LettersHong Kong must do more to retain native English teachers
- Readers discuss the increasing number of teachers leaving the NET scheme, how Hong Kong’s new chief executive can achieve his vision, and the continuing importance of the UN’s Sustainable Development Goals
Earlier this year, it was reported that the exit rate of native English teachers (NETs) for Hong Kong secondary schools in the last academic year had reached 13 per cent, the highest level in eight years.
I completed an analysis of the 2021-22 academic year, and my research indicates that this academic year’s attrition will be even higher, ranging from 18 per cent to 20 per cent for primary and secondary schools respectively.
I looked at the current number of published job ads for NETs and compared them historically for the past few years. My records indicate that published vacancies are up 35 per cent year on year, and that more than 30 per cent of all eligible schools are currently looking for a NET.
Based on historical data from the Education Bureau, which I used to track the attrition rate over the years, combined with the published job vacancies, I expect the number leaving the NET scheme this year to increase by about 60 per cent.
I agree with secretary for education Kevin Yeung Yun-hung, who commented that teachers deciding whether to join the NET scheme may have “personal considerations”, but that fails to address the cause of NETs leaving.
Recruiting NETs is expensive and time-consuming for both the Education Bureau and schools. Reasonable efforts should be made to retain experienced and qualified NETs and teachers in general.
I encourage the Education Bureau to take action to retain professional and experienced NETs, and hope there can be productive dialogue on this and many other issues facing NETs at upcoming liaison meetings.
Michael Agopsowicz, Central
Three ways new chief executive can put words into action
John Lee Ka-chiu will have a tough job, but showing openness and care might be the best way to transcend the divide that the city has grappled with and which has worn people down.
Jose Alvares, Macau
Why UN Sustainable Development Goals are still relevant
The series of challenges facing humankind requires a rethink of global development goals and strategies. One of the entry points to this important discussion is the 17 Sustainable Development Goals set up in 2015 by the United Nations General Assembly and intended to be achieved by 2030.
This initiative offers a universal and holistic framework, but there could be divergences in working towards the goals given that each country or region has its own specific economic, social and environmental context. At the same time, all the goals are fundamentally interdependent and require the involvement of a wide range of stakeholders as well as actions that maximise synergies and resolve trade-offs.
The power of outlining these goals is not simply about defining the endless issues and challenges and grouping them into clearly defined categories. It also serves as a reminder to all of us to devote more time to discussing and thinking about development issues. While pragmatic and technical considerations are important, the 17 goals offer a holistic picture with a common agenda and an underlying vision that is crucial in our turbulent international climate.

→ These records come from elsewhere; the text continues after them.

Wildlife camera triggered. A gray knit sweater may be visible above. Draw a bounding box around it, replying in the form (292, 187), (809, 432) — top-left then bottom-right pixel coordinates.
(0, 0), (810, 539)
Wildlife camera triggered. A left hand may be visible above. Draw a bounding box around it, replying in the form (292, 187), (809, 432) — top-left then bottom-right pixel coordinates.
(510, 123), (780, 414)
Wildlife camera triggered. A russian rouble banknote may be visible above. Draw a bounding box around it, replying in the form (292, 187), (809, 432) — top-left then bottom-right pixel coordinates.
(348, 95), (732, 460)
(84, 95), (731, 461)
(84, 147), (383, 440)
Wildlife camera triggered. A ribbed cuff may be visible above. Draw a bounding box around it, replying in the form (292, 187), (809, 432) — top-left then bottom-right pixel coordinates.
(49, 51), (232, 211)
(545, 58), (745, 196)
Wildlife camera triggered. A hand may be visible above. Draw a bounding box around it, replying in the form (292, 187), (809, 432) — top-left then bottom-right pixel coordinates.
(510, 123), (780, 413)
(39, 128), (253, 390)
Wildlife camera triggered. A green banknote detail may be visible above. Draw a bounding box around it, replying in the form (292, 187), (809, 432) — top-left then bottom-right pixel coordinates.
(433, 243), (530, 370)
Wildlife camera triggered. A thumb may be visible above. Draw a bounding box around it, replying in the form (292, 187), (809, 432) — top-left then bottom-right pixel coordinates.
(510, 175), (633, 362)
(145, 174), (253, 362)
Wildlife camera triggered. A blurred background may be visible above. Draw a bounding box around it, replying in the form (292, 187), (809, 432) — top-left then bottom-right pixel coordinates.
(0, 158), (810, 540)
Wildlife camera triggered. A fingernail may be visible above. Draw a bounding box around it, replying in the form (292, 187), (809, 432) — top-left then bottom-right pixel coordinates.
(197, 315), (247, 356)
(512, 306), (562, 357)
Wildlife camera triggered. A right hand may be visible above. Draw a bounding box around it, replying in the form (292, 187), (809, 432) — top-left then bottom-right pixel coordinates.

That said, there are still many lingering implementation issues and challenges when executing these goals in the context of everyday reality. There is a lack of defined roles and responsibilities for rich countries with stronger capacity to achieve the goals. There may also be are concerns of accountability and governance with regard to vested interests. It is also unavoidable that certain targets or indicators are prioritised over others.
Yet, these goals remain important in terms of motivating action for the common interest of humanity, especially given the failure of previous agendas to achieve significant change.